Postes Canada : cessons de tourner autour du pot
On le sait depuis longtemps que Postes Canada est malade. La Société d’État est même rendue à un stade avancée de la maladie. Différents traitements lui ont été administrés afin d’améliorer son état de santé, mais force est de constater qu’aujourd’hui, elle a besoin d’un traitement choc pour se sortir de ce gouffre financier dans lequel elle s’enfonce, un peu plus, chaque jour.
Le groupe de travail, mandaté par Ottawa pour établir un diagnostic complet des problèmes, admet que Postes Canada n’est plus rentable et qu’il faut absolument mettre fin à cette spirale des coûts.

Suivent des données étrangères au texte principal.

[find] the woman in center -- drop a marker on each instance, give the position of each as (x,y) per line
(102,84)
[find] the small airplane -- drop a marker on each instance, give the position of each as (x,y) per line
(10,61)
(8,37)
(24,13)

Selon la firme comptable Ernst Young, si le modèle actuel est maintenu, cela entraînera des pertes annuelles de plus de 700 millions d’ici 10 ans. On sait aussi que les volumes de courrier ont fléchi en moyenne de 5,5 % par année entre 2011 et 2015, soit une diminution d’environ 175 millions $ de revenus annuels.
Ben alors ? On n’attend quoi pour « tirer la plug » ? Pour privatiser cette institution ? Il est là le traitement choc ! Pas un mot sur la privatisation dans la série de recommandations avancées par le comité de travail.
Le groupe propose plutôt de réduire les jours de livraison, d’éliminer complètement le service porte-à-porte, d’adopter une approche utilisateur-payeur (faire payer plus cher les usagers en fonction de la distance de livraison), et bien sûr, une hausse des tarifs. Sachez que le prix du timbre a augmenté de 44% depuis 10 ans.
Bref, on brasse les ingrédients sans vraiment changer de recette.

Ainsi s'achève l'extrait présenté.